Abstract
Background & rationale Poor adherence to medication is a common problem in
handling patients with chronic disease. Induction of patient adherence to a long-term
regimen requires impressive information about the regimen being given and the importance for the patient of following strictly the treatment, together with the full support of
their families.
Objectives To evaluate the adherence to medication and clinical outcomes in hypertensive patients with or without diabetes mellitus.
Methodology A retrospective study of hypertensive patients was conducted by reviewing outpatient medical records from June 2006 to June 2007 at Nangrong Hospital.
Two groups of subjects included men and women aged over 18 years old: the group of
primary hypertensive patients had blood pressure above 140/90mmHg and the group of
hypertensive patients with diabetes mellitus had blood pressure above 130/80 mmHg.
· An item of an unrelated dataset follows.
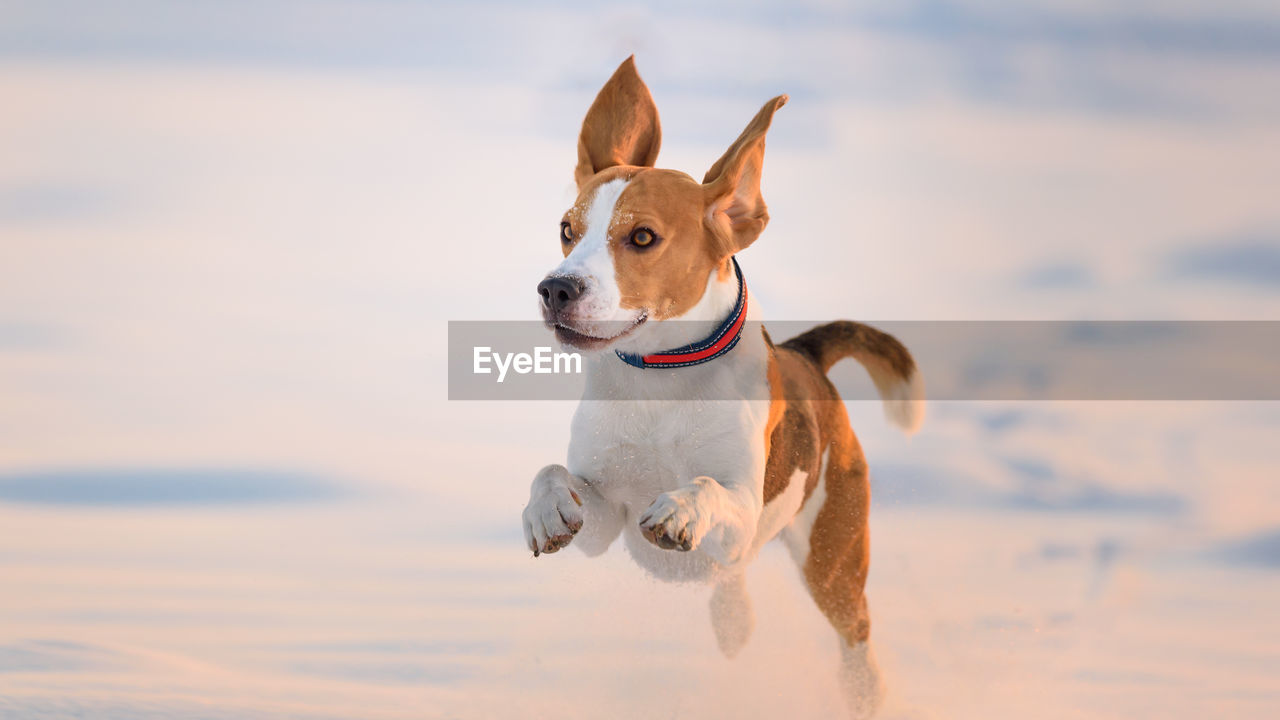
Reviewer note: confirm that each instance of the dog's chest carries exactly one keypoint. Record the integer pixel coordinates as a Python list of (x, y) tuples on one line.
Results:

Patients with other causes of hypertension, or blood pressure over 200/120 mmHg, or
who had serious complicating illnesses, such as terminal stage of cancer, chronic renal
failure, chronic liver disease, congestive heart failure, stroke, and uncontrolled angina,
were not included.
Results Among the total of 54 patients, the hypertensive patient group (n=30)
had higher blood pressure than the group with hypertension and diabetes (n=24). The
average ages of patients in the hypertensive group and the group with hypertension and
diabetes group were 60.56±8.97 years and 57.75±7.87 years, respectively. The risk factors,
i.e., cigarette smoking and alcohol consumption, showed no difference in the two groups.
The study disclosed that the major factors for poor adherence were the complexity of
treatment (66.66%, 83.33%) and a poor provider-patient relationship (66.66%, 75%); the
major factors for improving adherence were emphasized value of the regimen (93.33%,
95.83%) and family support (93.33%, 96.66%). Impediments to successful adherence to
medication in individual cases, namely taking drugs at the wrong time (36.66%, 37.50%)
and taking extra doses to make up for missed doses (20.00%, 20.83%), showed no difference in the two groups.
Conclusions Poor adherence to a medication regimen is common, contributing to
substantial worsening of disease, death, and increased health-care costs. Improving adherence requires emphasizing to the patients the value of the regimen, making the regimen simple, medication-taking behavior and family support.